The word Smart does have a reference in the world of technology, however, when we look at Smart cities as a concept for improving lives, then the focus is not on automation or technology, but on improving lives.  If a technology of constructing automated buildings reduces the input costs, such as the energy and material, then yes, it is the Smart thing to do.  However, if the additional cost of constructing technology-laden buildings is more than the benefits it provides, and if that extra money could be better utilized on other initiatives that help more, then I would say that automated buildings are not Smart. Technology does, however, help achieve these goals if used judiciously.

We must not fight technology but harness it suitably for the purpose.  Expensive technology for the sake of appearing Smart is not Smart. Similarly, technologies that improve governance at a reasonable cost is certainly Smart.

How critical is it to develop new urban centers in India to take away load from the few metros? 

Not only the major cities crumbling, it’s also unfair for our people to have to move to faraway locations to find employment.  For a country of our size, we only have about 10 cities that provide employment in large numbers in the organized sectors. Rest do not have the critical mass of qualified manpower to attract large business, and businesses also do not go to the smaller cities because there are no qualified people.  It is a vicious circle. We must have hundreds of these employment generating cities located across the country.
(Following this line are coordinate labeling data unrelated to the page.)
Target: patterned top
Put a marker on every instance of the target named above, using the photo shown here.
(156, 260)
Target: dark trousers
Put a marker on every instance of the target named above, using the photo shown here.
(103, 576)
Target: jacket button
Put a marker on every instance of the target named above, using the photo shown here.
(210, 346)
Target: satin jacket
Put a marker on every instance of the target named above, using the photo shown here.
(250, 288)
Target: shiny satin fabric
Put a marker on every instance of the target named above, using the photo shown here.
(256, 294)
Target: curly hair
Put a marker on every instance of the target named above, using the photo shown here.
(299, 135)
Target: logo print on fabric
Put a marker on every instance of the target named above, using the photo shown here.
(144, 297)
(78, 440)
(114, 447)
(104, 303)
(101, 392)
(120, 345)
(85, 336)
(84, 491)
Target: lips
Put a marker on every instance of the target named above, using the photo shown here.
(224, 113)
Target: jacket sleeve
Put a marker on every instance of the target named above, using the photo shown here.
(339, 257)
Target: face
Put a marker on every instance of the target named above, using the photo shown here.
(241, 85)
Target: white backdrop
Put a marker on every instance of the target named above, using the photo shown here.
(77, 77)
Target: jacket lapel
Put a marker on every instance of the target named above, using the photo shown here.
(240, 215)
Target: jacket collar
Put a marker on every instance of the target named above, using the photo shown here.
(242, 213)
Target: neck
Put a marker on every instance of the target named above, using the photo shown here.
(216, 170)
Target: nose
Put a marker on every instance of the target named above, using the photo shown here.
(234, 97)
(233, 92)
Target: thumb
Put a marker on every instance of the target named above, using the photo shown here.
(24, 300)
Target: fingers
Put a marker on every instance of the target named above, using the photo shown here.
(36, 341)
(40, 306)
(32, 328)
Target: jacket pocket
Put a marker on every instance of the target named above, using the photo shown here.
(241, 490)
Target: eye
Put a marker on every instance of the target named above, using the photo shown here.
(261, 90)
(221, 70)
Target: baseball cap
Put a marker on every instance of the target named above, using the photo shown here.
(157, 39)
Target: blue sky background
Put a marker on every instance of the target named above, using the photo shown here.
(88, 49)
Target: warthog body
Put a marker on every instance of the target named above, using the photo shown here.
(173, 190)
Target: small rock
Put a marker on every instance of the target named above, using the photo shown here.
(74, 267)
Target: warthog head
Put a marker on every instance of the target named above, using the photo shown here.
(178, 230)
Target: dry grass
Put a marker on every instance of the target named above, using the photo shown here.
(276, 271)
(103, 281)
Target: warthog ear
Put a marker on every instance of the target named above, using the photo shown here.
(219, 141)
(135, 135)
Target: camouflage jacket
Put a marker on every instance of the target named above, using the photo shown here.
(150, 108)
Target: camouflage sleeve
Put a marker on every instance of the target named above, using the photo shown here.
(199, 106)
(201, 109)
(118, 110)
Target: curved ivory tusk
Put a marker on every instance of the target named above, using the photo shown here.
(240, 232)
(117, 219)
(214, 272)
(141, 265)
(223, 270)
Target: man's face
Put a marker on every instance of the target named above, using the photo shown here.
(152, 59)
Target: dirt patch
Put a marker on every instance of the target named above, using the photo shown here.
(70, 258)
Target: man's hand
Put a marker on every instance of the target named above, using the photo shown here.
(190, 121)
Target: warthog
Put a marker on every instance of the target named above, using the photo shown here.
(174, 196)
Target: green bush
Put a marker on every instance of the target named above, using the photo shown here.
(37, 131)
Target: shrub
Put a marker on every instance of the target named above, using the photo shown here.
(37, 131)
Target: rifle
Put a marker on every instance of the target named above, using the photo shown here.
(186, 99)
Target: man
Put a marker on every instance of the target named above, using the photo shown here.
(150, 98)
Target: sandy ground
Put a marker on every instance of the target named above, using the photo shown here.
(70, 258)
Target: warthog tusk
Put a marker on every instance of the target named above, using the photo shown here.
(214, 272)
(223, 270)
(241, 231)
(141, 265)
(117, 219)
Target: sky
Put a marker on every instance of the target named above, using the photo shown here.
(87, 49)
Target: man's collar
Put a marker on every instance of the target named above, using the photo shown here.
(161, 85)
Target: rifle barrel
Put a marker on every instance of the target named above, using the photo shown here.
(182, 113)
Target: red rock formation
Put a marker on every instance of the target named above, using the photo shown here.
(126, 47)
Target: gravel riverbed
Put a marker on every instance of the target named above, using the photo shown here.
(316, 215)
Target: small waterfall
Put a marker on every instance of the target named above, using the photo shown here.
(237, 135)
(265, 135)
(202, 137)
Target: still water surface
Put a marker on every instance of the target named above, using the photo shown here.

Large scale migration causes considerable stress on the society.  People from villages and small towns settle in these cities – sometimes there are a dozen people living in a room, taking turns to sleep.  We must provide them employment opportunities closer to their homes where they live with their families and watch their children grow. A distribution of economic activities away from the current set of employment generating large cities is a must.

What are the challenges for developing smart cities in India and learning from the Smart cities across the globe?

The biggest challenge is the needed funds to match our aspirations.  Our current set of cities is highly inadequate.  In fact, most of the tier-2 and smaller cities are residential cities that were villages that just happened to grow over time, without any meaningful long-term planning. To upgrade them to be a viable business and industrial center will be expensive. Of the 12 elements of Smart, as I have defined, these cities rate low in practically all of them. To be globally competitive in supplying products and services, a significant improvement is needed. We must find Smart ways of identifying projects and initiatives that provide the maximum impact on the cities.

We must assess the cost of providing the city services, the benefits and their impact on the environment.  In my book, I have used an example of Bhutan as a Smart country.  It uses technology but actively promotes living in equilibrium with nature’s processes, without causing environmental damages.

Great cities and well-planned, good-looking cities are not necessarily Smart cities and level of technology used is not a measurement of Smart.

Globally, most Smart city initiatives are incremental improvements enabled by technology.  We, however, need structural improvements that will cost significantly more.

What is the intention of your book and its relevance for Indian professionals?

Not just in India but professionals everywhere need an organized framework for dealing with Smart concepts and Smart cities.  I have set a specific set of definitions, methodologies, tools, and frameworks for dealing with all the aspects of Smart.  I have also covered the areas of the economics of Smart cities, the industry dynamics, measurement of Smart elements, and governance of Smart projects.  The beginning part of the book focuses on integrating the concepts of economics, development, sustainability, and technology.

The co-author of the book, Dr Igor Calzada, who teaches at the University of Oxford, has focused on social, economic and governance aspects, and brings the perspective from the academic research.  Professionals who are solution providers or those responsible for defining and delivering Smart projects from the private sector or the government, will find this book a master guide, helping in every step.  I also expect the academic community to use this as a textbook in teaching Smart Cities and Smart living.